Too often we confuse weakness with strength; being able to ask for help means being strong. And so are you. How many women in your situation don’t find the courage to talk about it.

To the woman who hasn’t shed all the pounds she gained during pregnancy. I admire you. When you start a new, 24-hour, unpaid job that will keep you busy for the next 20 years, it’s not the best time to give up on the cake.

Eat the pie, eat all that cabbage pie and fuck whoever dares to tell you something. Your new body must not suddenly become a matter of public knowledge.
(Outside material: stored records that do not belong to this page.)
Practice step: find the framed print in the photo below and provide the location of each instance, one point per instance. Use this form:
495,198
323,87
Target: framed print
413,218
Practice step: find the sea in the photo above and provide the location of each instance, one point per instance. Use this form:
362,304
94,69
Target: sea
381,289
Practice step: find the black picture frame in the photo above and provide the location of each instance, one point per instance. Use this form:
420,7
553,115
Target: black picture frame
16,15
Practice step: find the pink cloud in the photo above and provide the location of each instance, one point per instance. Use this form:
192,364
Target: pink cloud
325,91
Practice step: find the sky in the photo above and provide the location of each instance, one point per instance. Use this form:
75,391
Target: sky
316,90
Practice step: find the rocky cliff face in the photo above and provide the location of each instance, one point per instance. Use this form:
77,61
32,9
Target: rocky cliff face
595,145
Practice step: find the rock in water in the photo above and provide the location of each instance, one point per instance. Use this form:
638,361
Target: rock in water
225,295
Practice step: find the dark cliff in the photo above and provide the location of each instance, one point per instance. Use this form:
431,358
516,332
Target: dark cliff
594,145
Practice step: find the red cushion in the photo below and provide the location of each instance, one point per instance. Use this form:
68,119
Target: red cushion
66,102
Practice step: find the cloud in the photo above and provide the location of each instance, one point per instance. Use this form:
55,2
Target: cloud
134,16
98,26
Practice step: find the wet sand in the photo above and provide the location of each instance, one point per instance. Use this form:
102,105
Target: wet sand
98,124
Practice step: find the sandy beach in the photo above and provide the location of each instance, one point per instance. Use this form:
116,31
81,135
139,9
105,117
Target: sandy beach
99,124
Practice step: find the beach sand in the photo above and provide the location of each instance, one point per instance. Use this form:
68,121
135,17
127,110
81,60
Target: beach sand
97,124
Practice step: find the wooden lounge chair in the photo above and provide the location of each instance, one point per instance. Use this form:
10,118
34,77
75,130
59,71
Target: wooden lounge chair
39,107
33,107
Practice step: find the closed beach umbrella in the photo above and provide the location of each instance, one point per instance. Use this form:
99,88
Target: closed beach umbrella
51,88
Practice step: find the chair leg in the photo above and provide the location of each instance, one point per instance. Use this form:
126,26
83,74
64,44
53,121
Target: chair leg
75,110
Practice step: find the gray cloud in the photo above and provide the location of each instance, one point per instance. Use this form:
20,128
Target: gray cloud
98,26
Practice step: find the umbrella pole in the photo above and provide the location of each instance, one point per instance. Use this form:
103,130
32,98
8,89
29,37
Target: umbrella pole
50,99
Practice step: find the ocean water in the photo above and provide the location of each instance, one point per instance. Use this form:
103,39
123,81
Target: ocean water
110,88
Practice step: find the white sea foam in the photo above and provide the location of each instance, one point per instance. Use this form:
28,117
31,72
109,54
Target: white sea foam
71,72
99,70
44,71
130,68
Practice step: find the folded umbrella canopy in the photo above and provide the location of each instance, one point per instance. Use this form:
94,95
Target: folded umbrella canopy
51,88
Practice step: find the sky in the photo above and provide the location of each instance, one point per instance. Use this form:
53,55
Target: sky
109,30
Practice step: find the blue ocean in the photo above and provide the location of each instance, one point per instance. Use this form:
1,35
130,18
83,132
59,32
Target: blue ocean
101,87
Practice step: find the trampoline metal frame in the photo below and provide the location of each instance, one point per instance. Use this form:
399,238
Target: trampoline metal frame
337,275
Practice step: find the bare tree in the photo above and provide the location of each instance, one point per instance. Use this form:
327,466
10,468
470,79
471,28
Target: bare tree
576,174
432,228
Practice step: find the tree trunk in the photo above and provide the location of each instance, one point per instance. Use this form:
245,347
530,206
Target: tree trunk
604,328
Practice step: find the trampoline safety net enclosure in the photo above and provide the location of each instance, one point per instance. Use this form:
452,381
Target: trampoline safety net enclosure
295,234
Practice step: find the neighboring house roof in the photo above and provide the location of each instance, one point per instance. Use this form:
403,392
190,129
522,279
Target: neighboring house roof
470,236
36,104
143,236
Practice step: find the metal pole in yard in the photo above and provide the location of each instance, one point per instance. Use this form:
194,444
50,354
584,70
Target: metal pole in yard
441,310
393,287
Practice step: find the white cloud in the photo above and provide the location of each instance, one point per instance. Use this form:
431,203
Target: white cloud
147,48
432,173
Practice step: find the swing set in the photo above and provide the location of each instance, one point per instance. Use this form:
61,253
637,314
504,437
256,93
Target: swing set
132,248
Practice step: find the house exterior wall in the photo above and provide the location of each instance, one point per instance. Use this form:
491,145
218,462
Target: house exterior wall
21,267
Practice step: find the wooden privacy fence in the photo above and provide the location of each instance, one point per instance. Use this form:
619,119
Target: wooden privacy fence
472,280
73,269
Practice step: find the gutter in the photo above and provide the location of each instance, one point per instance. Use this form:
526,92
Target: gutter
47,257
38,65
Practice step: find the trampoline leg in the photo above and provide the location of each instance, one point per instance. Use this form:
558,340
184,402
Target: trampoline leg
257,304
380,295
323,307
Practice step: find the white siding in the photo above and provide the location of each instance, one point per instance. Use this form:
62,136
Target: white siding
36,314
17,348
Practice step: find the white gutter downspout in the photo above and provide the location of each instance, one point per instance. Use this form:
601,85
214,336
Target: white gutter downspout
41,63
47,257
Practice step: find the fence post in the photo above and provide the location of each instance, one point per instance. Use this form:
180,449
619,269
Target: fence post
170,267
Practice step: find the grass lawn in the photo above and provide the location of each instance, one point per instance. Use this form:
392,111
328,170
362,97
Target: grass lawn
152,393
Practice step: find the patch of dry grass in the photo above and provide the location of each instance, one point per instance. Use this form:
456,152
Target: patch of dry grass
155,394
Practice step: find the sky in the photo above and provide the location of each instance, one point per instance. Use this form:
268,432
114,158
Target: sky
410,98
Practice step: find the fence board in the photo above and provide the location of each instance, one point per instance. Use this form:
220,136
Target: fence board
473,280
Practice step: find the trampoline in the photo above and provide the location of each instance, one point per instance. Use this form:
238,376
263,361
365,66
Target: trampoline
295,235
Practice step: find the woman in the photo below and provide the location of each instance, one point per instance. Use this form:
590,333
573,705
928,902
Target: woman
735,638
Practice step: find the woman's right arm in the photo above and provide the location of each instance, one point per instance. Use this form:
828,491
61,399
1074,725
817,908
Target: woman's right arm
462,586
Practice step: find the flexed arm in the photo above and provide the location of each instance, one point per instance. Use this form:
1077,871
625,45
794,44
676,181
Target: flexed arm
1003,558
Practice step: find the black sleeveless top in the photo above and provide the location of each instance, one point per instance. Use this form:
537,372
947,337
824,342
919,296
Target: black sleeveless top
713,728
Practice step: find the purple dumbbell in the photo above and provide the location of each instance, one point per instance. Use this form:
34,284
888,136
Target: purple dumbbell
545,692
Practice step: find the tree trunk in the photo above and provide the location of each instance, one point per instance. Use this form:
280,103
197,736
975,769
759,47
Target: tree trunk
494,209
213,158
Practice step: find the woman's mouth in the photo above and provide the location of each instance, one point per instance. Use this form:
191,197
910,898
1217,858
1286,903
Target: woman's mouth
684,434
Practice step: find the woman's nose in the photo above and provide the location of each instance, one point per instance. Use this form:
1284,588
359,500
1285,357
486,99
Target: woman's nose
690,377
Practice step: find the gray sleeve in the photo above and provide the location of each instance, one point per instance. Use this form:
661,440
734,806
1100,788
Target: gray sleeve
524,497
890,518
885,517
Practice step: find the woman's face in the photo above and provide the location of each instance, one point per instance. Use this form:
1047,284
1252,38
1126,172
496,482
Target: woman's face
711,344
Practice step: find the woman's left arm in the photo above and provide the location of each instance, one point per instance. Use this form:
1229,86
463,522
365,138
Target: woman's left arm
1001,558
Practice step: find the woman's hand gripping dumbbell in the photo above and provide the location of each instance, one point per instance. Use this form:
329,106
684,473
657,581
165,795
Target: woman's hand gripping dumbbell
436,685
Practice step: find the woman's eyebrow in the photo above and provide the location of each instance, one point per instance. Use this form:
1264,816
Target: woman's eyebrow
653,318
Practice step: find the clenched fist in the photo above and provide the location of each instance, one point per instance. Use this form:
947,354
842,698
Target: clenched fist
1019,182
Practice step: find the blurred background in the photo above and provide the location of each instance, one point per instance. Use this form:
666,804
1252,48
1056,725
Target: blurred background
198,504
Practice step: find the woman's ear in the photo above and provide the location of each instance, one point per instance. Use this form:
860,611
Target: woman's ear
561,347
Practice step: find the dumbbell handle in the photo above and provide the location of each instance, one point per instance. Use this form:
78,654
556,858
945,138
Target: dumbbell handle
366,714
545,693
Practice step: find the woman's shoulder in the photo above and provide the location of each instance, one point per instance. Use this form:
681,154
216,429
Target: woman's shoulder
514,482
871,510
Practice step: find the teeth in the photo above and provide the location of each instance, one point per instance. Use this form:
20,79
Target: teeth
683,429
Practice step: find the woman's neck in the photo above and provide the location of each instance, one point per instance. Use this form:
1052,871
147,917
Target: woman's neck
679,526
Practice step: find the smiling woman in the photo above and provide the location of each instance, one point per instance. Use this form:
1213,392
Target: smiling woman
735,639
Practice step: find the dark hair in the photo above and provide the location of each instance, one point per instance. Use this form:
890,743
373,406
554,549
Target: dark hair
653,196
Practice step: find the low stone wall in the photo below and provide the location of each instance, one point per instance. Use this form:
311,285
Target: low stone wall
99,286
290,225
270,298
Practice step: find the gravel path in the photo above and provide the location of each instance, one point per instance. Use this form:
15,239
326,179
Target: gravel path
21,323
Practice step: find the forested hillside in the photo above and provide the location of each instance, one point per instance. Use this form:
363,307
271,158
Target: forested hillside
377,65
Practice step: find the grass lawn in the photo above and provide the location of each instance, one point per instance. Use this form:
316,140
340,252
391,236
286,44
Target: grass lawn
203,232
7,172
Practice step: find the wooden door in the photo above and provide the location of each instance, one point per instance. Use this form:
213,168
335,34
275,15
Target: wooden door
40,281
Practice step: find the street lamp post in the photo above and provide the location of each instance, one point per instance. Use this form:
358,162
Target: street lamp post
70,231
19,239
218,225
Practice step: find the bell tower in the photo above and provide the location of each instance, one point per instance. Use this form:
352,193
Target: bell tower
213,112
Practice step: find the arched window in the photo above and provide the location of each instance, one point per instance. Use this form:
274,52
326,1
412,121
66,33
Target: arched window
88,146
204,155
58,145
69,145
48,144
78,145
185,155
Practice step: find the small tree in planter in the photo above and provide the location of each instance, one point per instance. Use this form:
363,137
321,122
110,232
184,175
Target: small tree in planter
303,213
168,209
The importance of setting priorities in life

Baby sucks milk

Constance Hall’s ideas can be shared or not. For some mothers it is important to have a clean house and dishes in place, for others it is important to dedicate all the time to their children.

There are also those who manage to reconcile the two things well.

The words contained in the letter, however, go beyond this.

  • Being a mother does not mean completely giving up your life, friendships, dreams or a work project. One must not give up, but change, because one grows as a human being.
  • Surely, after the birth of a child, daily life will never be the same again; new challenges, complications will present themselves and at some moments we may feel discouraged. However, being parents, educating, implies being strong, flexible and capable of fighting every day for the people we love.
  • It is important to prioritize: remember that if you are not happy, you will not be able to make your loved ones happy. 
  • If at some point you feel desperate, don’t hesitate to leave the house with the children, to sunbathe, to talk to other mothers and to surround yourself with people who will help you remember how wonderful it is to live and raise a child.